| name | datachain-knowledge |
| description | Use whenever datasets, cloud storage buckets, or data pipelines are mentioned — creating, saving, querying, listing, exploring, deleting, or processing data in S3, GCS, Azure Blob, or local storage. Also use when running any script that may create datasets as a side effect. Maintains a knowledge base at dc-knowledge/ (JSON + markdown). ALWAYS use this skill when the user creates a dataset, saves pipeline output, runs a data script, or references any storage bucket. |
| triggers | ["what datasets exist","show me the schema","list datasets","datachain knowledge","update the knowledge base","refresh dataset docs","what's in this bucket","explore bucket","scan bucket","bucket overview","what files are in s3://","what files are in gs://","create dataset","save dataset","delete dataset","new dataset","build dataset","make dataset","generate dataset","save the results","save to dataset","s3://","gs://","az://","read_storage","from bucket","from s3","from gcs","process files","extract metadata","filter dataset","query dataset","run script","run pipeline","python scan","run scan"] |
Maintain a knowledge base at dc-knowledge/. .md files are the persistent
output. .json files are intermediate (generated in Step 3, consumed in
Step 4, then deleted).
CAST.md (sibling to this file) is the canonical methodology — the four
layers, naming + tagging, layer-ladder planning, calibration, dialogue
template, reuse rules, methodology transmission. Mode B reads it in full
as a precondition. When something methodology-related needs to change,
change CAST.md, not this file.
Critical Rules
CAST.md §6 owns the CAST-doctrine rules (follow CAST, never bypass
DataChain, C/A/S substrate mandatory, one script per stage, one
.save() per script). The rules below are operational additions unique
to this skill.
- Path is
dc-knowledge/ — NOT .datachain/. The .datachain/ directory is the internal database; the knowledge base lives at dc-knowledge/.
- Never pass
update=True to dc.read_storage() in Task or exploration code unless the user explicitly asks to refresh the listing. L1/L2/L3 build scripts are the exception (CAST.md §5).

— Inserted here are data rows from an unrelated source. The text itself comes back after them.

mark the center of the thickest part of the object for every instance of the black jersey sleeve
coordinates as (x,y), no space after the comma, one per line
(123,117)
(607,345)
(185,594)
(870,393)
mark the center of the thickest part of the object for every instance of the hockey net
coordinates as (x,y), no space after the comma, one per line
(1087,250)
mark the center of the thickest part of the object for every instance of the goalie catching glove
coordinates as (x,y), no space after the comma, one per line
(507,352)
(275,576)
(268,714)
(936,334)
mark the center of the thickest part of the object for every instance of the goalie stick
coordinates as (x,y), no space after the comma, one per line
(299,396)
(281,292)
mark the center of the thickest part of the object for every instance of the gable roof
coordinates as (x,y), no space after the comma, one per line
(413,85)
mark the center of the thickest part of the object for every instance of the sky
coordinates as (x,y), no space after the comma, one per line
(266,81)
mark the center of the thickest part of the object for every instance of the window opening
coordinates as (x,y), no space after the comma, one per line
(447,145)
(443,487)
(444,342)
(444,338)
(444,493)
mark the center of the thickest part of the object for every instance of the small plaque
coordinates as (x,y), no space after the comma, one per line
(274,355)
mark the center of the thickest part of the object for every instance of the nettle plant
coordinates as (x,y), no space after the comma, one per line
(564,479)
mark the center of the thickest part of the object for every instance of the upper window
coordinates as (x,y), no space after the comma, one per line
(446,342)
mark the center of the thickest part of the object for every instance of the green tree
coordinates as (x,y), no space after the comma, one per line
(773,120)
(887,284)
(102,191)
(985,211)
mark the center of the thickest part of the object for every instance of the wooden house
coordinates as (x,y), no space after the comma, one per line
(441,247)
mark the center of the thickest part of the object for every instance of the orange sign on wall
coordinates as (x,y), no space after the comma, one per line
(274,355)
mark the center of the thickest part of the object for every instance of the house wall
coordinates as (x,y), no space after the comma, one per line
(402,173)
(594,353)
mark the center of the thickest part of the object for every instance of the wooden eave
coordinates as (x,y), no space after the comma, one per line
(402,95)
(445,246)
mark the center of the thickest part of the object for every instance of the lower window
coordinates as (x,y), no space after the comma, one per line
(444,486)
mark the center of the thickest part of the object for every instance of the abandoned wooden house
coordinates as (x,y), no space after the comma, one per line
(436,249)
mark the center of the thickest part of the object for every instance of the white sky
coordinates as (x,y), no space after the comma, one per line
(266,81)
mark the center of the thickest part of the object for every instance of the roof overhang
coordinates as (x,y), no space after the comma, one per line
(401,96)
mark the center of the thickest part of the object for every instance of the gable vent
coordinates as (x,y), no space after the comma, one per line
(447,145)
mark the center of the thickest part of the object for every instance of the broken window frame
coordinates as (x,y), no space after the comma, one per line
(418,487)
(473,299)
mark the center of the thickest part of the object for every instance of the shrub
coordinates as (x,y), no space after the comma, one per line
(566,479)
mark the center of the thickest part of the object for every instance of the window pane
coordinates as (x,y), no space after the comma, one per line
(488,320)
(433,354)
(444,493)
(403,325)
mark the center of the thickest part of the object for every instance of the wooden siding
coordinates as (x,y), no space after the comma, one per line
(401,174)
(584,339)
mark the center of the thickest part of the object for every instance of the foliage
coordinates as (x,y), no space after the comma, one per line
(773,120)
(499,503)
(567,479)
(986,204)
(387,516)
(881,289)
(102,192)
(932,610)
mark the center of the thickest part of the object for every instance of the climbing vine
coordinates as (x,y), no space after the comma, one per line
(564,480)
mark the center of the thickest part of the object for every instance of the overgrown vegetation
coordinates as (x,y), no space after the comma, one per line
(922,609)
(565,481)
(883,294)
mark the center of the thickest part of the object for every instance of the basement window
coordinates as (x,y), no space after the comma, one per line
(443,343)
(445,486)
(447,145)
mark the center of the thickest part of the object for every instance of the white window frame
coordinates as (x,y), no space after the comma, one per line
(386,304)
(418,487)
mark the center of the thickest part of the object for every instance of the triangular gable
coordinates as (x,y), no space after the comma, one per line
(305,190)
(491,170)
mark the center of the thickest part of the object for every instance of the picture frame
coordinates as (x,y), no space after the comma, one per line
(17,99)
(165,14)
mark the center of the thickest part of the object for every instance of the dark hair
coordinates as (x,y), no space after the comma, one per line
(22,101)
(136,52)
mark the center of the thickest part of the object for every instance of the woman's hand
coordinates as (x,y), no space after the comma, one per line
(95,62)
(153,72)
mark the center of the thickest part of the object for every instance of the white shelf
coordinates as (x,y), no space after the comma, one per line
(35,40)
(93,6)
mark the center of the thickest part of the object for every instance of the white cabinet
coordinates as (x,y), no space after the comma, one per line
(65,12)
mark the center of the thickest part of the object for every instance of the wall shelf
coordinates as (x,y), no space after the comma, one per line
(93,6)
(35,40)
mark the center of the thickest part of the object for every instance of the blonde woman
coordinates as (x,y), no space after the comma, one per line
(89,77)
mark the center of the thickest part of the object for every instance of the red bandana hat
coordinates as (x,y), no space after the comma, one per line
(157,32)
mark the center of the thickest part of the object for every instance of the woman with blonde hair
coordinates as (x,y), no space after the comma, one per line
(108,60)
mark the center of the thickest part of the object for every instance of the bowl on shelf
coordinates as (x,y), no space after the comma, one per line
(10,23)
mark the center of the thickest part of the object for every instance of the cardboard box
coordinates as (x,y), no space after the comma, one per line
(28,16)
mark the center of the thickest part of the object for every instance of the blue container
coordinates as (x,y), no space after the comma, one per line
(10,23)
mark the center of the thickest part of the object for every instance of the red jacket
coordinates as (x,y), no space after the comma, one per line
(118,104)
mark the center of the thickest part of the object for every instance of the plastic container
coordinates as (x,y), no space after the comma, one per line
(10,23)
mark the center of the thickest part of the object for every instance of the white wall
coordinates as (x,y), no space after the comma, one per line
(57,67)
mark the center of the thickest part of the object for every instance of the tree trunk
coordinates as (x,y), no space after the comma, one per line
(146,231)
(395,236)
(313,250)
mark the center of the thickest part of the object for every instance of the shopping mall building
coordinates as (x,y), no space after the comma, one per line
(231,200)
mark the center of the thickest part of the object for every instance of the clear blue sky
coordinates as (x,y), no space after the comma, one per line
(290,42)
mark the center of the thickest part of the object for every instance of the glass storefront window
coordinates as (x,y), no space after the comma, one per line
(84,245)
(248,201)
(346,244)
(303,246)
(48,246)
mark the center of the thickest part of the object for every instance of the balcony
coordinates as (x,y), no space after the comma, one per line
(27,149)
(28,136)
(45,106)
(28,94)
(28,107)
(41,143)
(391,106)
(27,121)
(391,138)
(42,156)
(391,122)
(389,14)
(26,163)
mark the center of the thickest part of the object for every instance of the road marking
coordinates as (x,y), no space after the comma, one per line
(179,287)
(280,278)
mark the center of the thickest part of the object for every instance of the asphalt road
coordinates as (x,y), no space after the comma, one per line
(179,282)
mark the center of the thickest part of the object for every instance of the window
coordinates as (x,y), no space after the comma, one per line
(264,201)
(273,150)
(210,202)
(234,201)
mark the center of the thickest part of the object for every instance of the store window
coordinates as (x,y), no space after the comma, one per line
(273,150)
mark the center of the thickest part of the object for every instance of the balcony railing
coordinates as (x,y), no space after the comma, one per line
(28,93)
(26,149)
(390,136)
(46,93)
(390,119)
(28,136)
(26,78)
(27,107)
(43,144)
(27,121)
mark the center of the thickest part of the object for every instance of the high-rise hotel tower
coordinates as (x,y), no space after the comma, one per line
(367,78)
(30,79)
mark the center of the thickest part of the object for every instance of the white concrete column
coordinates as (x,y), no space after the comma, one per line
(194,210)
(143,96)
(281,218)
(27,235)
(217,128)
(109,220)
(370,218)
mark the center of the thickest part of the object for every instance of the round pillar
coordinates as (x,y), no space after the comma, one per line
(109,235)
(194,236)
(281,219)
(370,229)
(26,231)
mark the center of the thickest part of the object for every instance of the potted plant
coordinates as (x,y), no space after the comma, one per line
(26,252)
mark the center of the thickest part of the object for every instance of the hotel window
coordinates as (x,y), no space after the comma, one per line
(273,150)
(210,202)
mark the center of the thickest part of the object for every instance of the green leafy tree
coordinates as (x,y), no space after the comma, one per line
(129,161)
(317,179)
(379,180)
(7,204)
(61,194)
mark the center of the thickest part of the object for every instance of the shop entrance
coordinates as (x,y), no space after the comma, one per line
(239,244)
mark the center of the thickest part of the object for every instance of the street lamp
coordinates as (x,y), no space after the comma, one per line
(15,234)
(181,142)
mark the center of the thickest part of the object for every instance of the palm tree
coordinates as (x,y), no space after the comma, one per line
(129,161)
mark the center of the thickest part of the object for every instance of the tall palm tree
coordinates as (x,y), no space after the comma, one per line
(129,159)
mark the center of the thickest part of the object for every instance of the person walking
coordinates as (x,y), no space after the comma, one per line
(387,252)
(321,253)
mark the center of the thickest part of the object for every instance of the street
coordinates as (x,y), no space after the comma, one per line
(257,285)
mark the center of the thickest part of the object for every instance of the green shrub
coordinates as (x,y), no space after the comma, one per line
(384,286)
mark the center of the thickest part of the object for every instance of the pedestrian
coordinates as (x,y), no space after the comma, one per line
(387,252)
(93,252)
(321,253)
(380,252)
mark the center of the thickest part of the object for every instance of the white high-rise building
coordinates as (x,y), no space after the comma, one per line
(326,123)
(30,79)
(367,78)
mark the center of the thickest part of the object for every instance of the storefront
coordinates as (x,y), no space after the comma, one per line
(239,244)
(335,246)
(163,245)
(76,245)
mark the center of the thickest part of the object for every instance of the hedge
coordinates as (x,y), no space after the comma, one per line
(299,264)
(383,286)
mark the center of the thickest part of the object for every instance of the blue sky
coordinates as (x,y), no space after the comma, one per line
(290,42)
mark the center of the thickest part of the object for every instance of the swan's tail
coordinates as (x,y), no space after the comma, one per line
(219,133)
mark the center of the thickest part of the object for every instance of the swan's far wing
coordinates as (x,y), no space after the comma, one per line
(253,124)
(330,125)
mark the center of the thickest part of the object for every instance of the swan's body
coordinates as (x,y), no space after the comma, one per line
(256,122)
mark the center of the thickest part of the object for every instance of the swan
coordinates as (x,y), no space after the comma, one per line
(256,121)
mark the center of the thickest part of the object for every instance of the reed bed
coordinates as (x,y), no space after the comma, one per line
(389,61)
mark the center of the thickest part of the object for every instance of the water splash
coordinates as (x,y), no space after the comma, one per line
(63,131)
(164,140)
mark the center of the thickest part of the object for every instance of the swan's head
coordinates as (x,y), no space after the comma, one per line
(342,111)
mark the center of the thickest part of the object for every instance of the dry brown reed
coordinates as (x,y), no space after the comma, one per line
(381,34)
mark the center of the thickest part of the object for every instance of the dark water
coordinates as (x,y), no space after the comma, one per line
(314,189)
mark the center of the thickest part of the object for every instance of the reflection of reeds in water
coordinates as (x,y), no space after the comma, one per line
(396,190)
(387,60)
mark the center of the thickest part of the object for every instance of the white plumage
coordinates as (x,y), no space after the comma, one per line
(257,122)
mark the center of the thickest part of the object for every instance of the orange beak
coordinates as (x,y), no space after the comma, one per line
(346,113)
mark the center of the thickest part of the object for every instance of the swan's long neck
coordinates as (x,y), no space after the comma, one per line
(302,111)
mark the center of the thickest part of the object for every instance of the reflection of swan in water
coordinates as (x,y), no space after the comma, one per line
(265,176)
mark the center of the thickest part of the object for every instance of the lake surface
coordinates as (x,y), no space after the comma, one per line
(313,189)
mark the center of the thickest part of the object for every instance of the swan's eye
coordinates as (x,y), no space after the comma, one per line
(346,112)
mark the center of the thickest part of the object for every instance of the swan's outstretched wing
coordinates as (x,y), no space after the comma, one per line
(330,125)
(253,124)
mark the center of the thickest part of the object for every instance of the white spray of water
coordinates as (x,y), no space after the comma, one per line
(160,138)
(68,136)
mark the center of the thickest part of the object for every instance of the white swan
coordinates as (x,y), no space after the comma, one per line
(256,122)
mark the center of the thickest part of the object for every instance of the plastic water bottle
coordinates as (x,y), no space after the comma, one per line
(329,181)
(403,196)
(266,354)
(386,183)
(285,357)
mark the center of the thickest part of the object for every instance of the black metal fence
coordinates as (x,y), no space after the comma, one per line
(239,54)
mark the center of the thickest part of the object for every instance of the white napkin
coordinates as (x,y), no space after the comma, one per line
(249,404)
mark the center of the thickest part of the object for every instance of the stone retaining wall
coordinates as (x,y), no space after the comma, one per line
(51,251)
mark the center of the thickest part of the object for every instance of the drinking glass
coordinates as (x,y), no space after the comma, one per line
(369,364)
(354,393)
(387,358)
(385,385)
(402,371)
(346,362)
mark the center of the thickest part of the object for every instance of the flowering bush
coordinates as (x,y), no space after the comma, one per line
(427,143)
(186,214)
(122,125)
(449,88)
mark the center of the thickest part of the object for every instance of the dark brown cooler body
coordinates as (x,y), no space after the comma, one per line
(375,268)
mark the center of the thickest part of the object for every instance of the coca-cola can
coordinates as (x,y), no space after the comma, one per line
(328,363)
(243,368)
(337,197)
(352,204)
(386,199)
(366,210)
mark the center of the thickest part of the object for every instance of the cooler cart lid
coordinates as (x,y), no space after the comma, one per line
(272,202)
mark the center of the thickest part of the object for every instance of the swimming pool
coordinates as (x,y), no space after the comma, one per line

- Prefer DataChain operations over plain Python for all metadata analysis.
- Bounded output — JSON and markdown files stay small regardless of data size.
- Stop on auth/connection errors —
bucket_scan.py runs a fast access check. If it exits with an error JSON on stderr, stop immediately and show the error to the user. Do not retry with different regions, profiles, or endpoints — ask for the missing credentials.
- Follow the enrichment prompt template literally in Step 4. Downstream tooling (
render_index.py, cast_layer resolution) parses the exact frontmatter the prompt prescribes.
Common gotchas in UDF scripts
parallel=N vs workers=N. parallel=N is local multiprocessing (works anywhere). workers=N is Studio-only and MUST be guarded: chain = chain.settings(parallel=N); if dc.is_studio(): chain = chain.settings(workers=N).
- No
from __future__ import annotations in UDF modules. It stringifies type hints and DataChain's signal-schema resolution rejects the string-vs-class mismatch.
- Type the UDF return precisely.
Iterator[object] / Iterator[Any] / bare dict fail schema resolution. Return a specific Iterator[T], a Pydantic BaseModel, or a primitive.
- Generators aren't subscriptable. Iterators returned by file APIs do not support
[:N]. Use enumerate + break, or list(...) only when the result is genuinely small.
datachain.__version__ does not exist. Use from importlib.metadata import version; version("datachain").
Workflow Mode Detection
Mode A — Discovery/Exploration (e.g., "what datasets exist", "show schema", "explore bucket"):
→ If the user references a specific bucket URI, run Step 1 (Bucket Enlistment) for its root first.
→ Then run Steps 2–7.
Mode B — Dataset Creation/Pipeline (e.g., "create dataset X from ...", "process files and save"):
Precondition (do this FIRST — before ANY tool call):
$ cat dc-knowledge/index.md
$ cat {skill_dir}/CAST.md
If index.md exists and the task can be solved by reading an existing
dataset, do not write a pipeline — read it directly with
dc.read_dataset("name") and filter/merge/extend from there. This avoids
recomputing expensive operations.
CAST.md drives every layer / scope / shape decision. Re-read on each
new task so the layer-ladder walk and dialogue template are in working
context when you plan.
Never parse files under dc-knowledge/datasets/*.json or
dc-knowledge/buckets/**/*.json directly — those are pre-render
intermediates that get deleted. The information you need is in index.md.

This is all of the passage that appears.